Mesma coisa quando falou dos vizinhos, o exemplo que ele deu da nossa irmã, foi pedir perdão na outra, que era rival, aquilo tocou as outras pessoas. Semanas atrás, eu vi o relato de uma jovem que ela encaminhou uma pessoa amiga do trabalho para a Igreja. E quando essa amiga chegou na igreja, perguntaram: “Por quê que você veio aqui, o que que te trouxe?” Aí a amiga chegou e falou pro missionário: “Eu vim aqui conhecer essa igreja, porque essa jovem é a pessoa mais maravilhosa que eu conheci na minha vida. A maneira que ela trata todo mundo na empresa, o respeito que ela tem por qualquer pessoa, eu nunca vi ninguém se comportar como ela se comporta. Eu quis saber onde é que ela frequenta”.

A jovem ficou toda sem graça, falou “não, não sou pessoa…”, “Não. A maneira que você trata todo mundo no trabalho, independente de quem seja. Você trata todo mundo com respeito, com dignidade, de uma forma que eu nunca vi ninguém fazer”. Isso que é a nossa difusão na Era do Dia. A difusão é o que nós somos, o que cada um de nós está se tornando no dia a dia. Tem pessoa que consegue encaminhar 10, 20 pessoas. Ao invés de agradecer, se torna vaidosa. E depois se afasta. Tem a pessoa que não consegue, se torna humilde, aprende e depois vai conseguir encaminhar. Mas sabe que não foi ela que encaminhou, Meishu-Sama que encaminhou e que fez através dela.

Essa diferença é que vai nos levar ao lugar de honra da fé. Cada um se converter, se transformar de verdade num verdadeiro habitante do paraíso, em alguém que se preocupa, de verdade, no dia a dia, em servir o seu próximo nas coisas simples do dia a dia, em casa, no trabalho. Ser exemplo, sem falar da religião que pertence, mas sua postura, como o Reverendo Francisco sempre foi e sempre mostrou para todos nós. Hoje, estamos a falar sobre isso, porque, com o aumento da Luz, aceleram as purificações. Acelera o processo de limpeza, de destruição. E nós temos que ter noção da nossa missão. Nós somos os braços de Meishu-Sama, para concretizar a salvação da humanidade e a construção do paraíso.

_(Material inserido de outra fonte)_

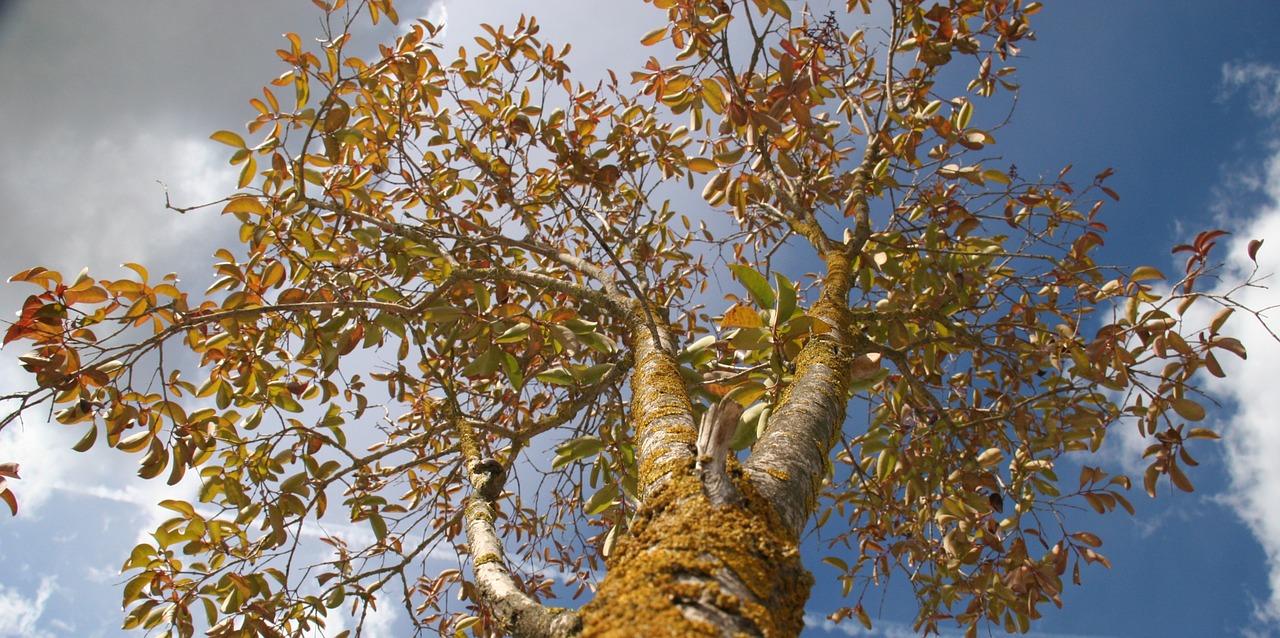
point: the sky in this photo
(106, 106)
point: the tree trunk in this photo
(690, 568)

Para nós podermos enfrentar os desafios que Meishu-Sama colocou para nós hoje, nomeadamente, a construção do Solo Sagrado de Cacuaco e a difusão para toda a África e o Mundo, todos nós precisamos ser guiados por essa verdadeira fé. Precisamos sentir esse Sabor da Fé herdado dos pioneiros e que precisa estar aceso. Manter acesa essa chama da fé para Meishu-Sama poder atuar através de cada um de nós para superarmos os desafios que vão surgir daqui para a frente. O mundo vai entrar numa época cada vez mais de grande pavor, e nós vamos precisar estar firmes, para levantar a mão, para tranquilizar as pessoas e para apresentar Meishu-Sama para elas nessa travessia para o Mundo do Dia. E isso não vai ser num dia de dificuldade que a gente vai brotar, isso precisa ser cultivado.

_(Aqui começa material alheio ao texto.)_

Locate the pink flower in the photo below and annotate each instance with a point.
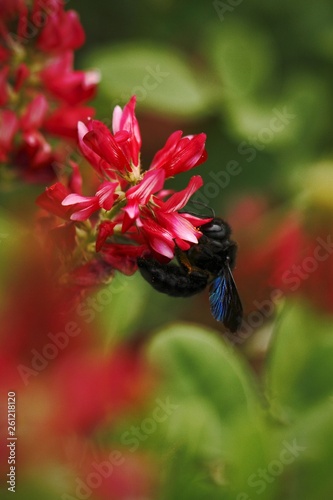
(163, 226)
(8, 127)
(126, 120)
(63, 31)
(120, 151)
(63, 122)
(140, 194)
(40, 86)
(180, 154)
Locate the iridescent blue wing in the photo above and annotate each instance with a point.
(224, 300)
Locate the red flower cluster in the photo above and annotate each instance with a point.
(40, 93)
(130, 213)
(285, 255)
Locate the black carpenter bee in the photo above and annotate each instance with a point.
(210, 262)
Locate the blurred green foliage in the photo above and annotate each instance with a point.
(228, 68)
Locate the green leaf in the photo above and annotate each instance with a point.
(300, 368)
(121, 305)
(162, 79)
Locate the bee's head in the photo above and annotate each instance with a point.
(216, 229)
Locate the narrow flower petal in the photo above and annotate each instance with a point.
(152, 182)
(180, 154)
(73, 199)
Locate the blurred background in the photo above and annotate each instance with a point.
(152, 399)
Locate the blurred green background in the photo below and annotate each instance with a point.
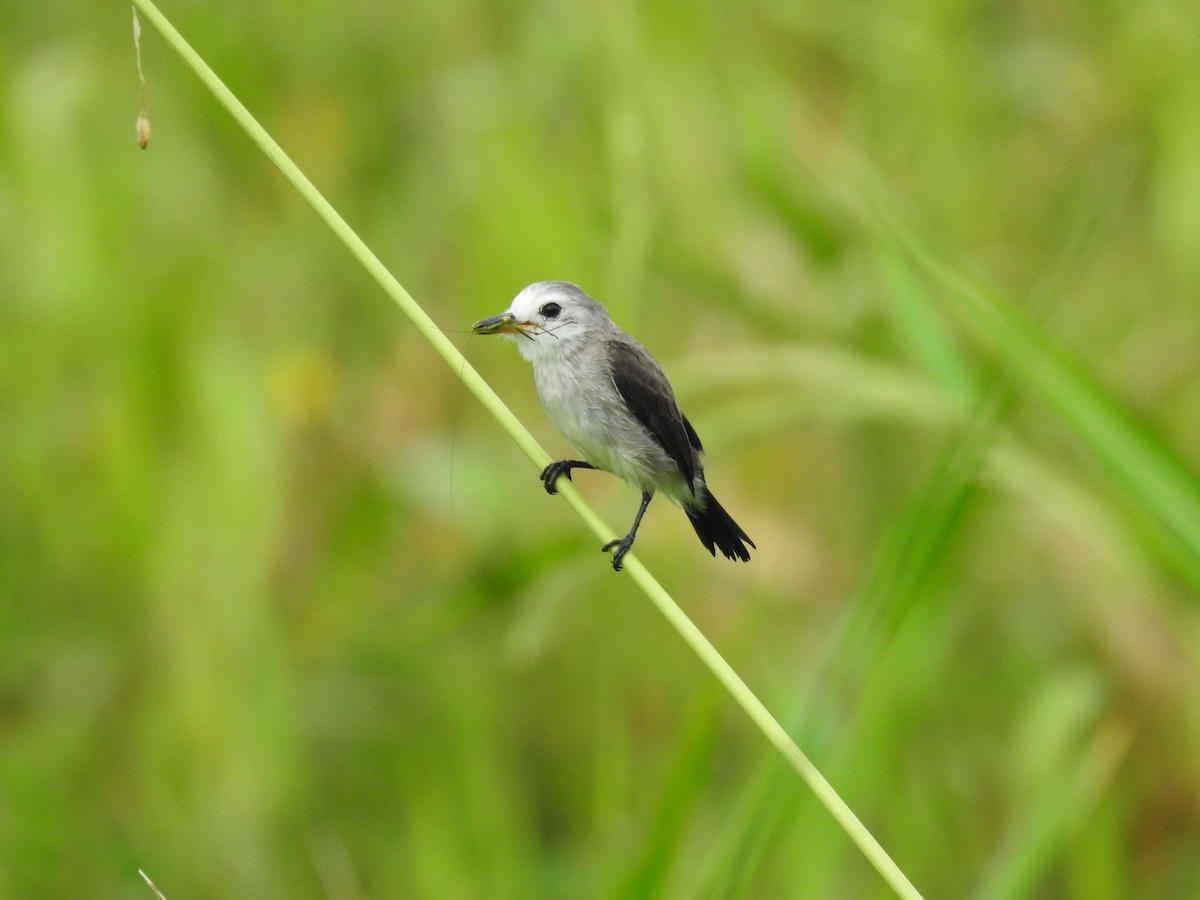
(285, 615)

Nossa diretriz, “cultivar uma fé que nos liga ao Messias Meishu-Sama”. Isso que cada um de nós precisa buscar cada vez mais, porque todos nós somos pioneiros na construção do Mundo do Dia. E sempre precisamos lembrar, essa construção começa no fundo do meu coração, no que eu acredito, no que eu aceito, no que eu planto todos os dias, através dos meus pensamentos, sentimentos, palavras e ações. Quando nós somos guiados assim por essa fé, nós vamos conseguir ser úteis a Deus e a Meishu-Sama. E Meishu-Sama só consegue proteger quem é útil, quem é utilizado por Ele para fazer o próximo feliz e para construir o Paraíso Terrestre.

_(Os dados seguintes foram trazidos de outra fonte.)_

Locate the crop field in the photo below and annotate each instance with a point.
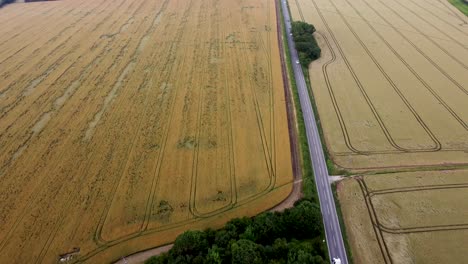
(125, 122)
(391, 86)
(411, 217)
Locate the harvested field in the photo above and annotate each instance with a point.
(412, 217)
(124, 123)
(391, 86)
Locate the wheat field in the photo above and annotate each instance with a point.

Então, isso que eu queria passar para todos hoje, mais uma vez, muito obrigado, do fundo do coração. Vamos avançar com as nossas atividades, distribuição das flores, a limpeza nas casas, nas ruas, a expansão das hortas, a formação de produtores da agricultura natural e acima de tudo, vamos nos tornar eficientes ministrantes de Johrei. O mundo precisa cada vez mais de pessoas que ministram Johrei todos os dias e que diariamente estão apresentando o Johrei para quem não conhece e estão a dar assistência para quem já conhece, ajudando cada um, como o ministro Pacavira falou, a conseguir levar o Johrei para os seus vizinhos, para onde trabalha, para onde estuda, para onde frequenta. Isso é o que nós precisamos fazer, junto com o Messias Meishu-Sama, junto com nossos ancestrais e antepassados.

Muito obrigado, feliz mês de abril para todos nós. Muito obrigado a todos!